The Province May 19, 2013
A love-in. That was last night's Fleetwood Mac concert.
From the moment Mick Fleetwood bounded onstage, dropped his giant, lanky self behind his kit and started the drum roll leading into Second Hand News, it was on your feet and sing along to every song at Rogers Arena. On the basis of three albums made in the seventies, the second configuration of what began as a very fine UK blues-rock group has built a timeless legacy.
The sheer number of people at the show who weren't even born when Rumours ruled the world in 1977 but knew every word was testament to that.
The quartet of Fleetwood (65), bassist John McVie (67), eternally tanned quitarist Lindsey Buckingham (63) and Stevie Nicks (64) still bring it. Sure, it's a shame that singer/keyboardist Christine McVie (69) is out of the line-up again but the band has plenty of material she wasn't a key part of.
Some winning material from the recently released iTunes only EP titled, creatively, Extended Play, was thrown into the Fleetwood Mac (1975), Rumours and Tusk (1979) heavy set. Sad Angel is certainly the group's best song in decades so here is hoping the future album contains more of the same.
If not, no matter.
As the fluid-voiced Buckingham made abundantly clear, songs such as Not That Funny and Tusk have actually aged extremely well.

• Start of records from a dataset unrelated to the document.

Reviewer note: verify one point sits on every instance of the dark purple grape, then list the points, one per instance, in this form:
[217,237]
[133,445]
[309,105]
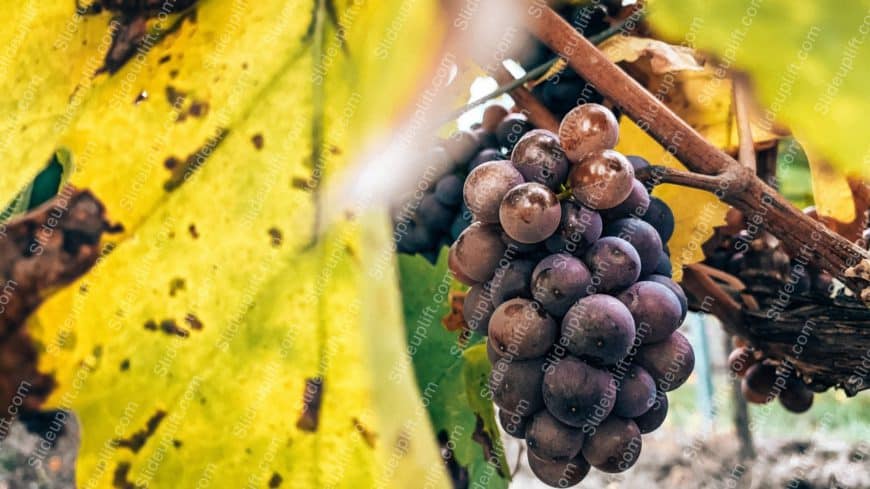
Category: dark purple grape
[448,190]
[599,329]
[676,289]
[670,362]
[485,155]
[475,255]
[655,416]
[486,186]
[635,204]
[520,329]
[477,308]
[550,439]
[614,264]
[511,129]
[642,236]
[558,281]
[434,215]
[578,394]
[602,179]
[558,473]
[615,446]
[539,158]
[655,309]
[637,393]
[530,213]
[516,384]
[514,424]
[661,217]
[588,128]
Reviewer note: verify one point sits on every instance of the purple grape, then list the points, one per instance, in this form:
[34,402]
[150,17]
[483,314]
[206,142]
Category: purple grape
[558,281]
[614,264]
[530,213]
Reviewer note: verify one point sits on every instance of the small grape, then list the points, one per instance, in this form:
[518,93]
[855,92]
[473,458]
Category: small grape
[602,179]
[550,439]
[587,128]
[558,281]
[478,307]
[655,416]
[598,328]
[511,129]
[516,384]
[521,329]
[486,186]
[539,158]
[635,205]
[558,473]
[642,236]
[448,190]
[615,446]
[661,217]
[475,255]
[578,394]
[636,395]
[670,362]
[614,264]
[655,309]
[530,213]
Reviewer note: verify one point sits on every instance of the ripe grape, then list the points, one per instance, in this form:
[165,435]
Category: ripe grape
[539,158]
[530,213]
[587,128]
[670,362]
[614,264]
[615,445]
[655,309]
[558,281]
[660,216]
[516,384]
[485,187]
[578,394]
[636,395]
[642,236]
[513,424]
[548,438]
[598,328]
[602,179]
[521,329]
[478,308]
[558,473]
[655,416]
[511,129]
[476,253]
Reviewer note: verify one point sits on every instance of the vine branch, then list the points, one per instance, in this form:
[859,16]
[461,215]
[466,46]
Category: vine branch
[746,191]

What was panned critically at the time for failing to match the impossible-to-equal Rumours is a fine album. One that the group still wants to get a fairer shake based on Buckingham's comments about "taking a good idea and grinding it into the ground before moving on."

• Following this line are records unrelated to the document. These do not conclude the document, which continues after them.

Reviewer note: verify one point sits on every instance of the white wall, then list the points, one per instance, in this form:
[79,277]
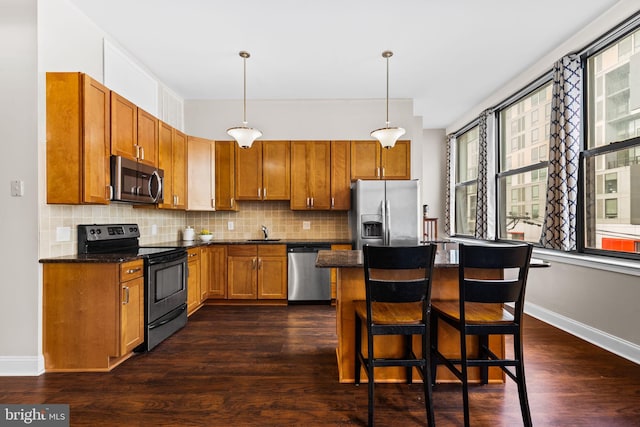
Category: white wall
[19,285]
[583,298]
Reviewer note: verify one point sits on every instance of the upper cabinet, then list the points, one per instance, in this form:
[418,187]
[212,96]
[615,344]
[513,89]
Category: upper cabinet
[172,159]
[310,165]
[370,161]
[134,132]
[225,184]
[78,139]
[322,177]
[263,172]
[201,175]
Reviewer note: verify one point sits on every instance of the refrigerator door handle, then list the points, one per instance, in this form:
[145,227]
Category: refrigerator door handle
[387,220]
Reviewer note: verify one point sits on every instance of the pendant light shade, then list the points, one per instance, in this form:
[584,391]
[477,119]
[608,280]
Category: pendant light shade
[387,135]
[244,135]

Tusk tunes such as Sisters of the Moon and Sara certainly gave Nicks, ample opportunity to show that she can still carry the body of the songs. With back-up singers to clean up the high notes she can't reach anymore and provide a tad pf the warmth that was occasionally missing, the singer's haunting way with a lyric rang true.
For his part, Buckingham proved why he has been such a critical component to the band's success.
His fingerpicking all night was searing and hit show-stealing on his solo acoustic take of Big Love from Tango In the Night. It was obvious that Nicks' tour de force Landslide would follow. It did and Never Going Back Again rounded out the strumming Buckingham/Knicks portion of the show.
Without You, a re-discovered tune from the duo's pre-Mac days that is also on the new EP brought the full band back. Again, a bit of proof the old dog may have some new(er) tricks left in it.
Frankly, after hearing that heavy version of Gold Dust Woman it is hard to believe a Grunge era band didn't get on the cover wagon. For the bass lines alone, the song burns.
After 20-plus tunes, nobody left last night unsatisfied. Unless, that is, you wanted to hear Oh Well or the Green Manalishi which this version of the band has probably never played. That was another time and pre-dates the string of near perfect pop songs such as Go Your Own Way. But by all means go back and check out earlier 'Mac too.
Given last night, the next album could prove well worth a listen too.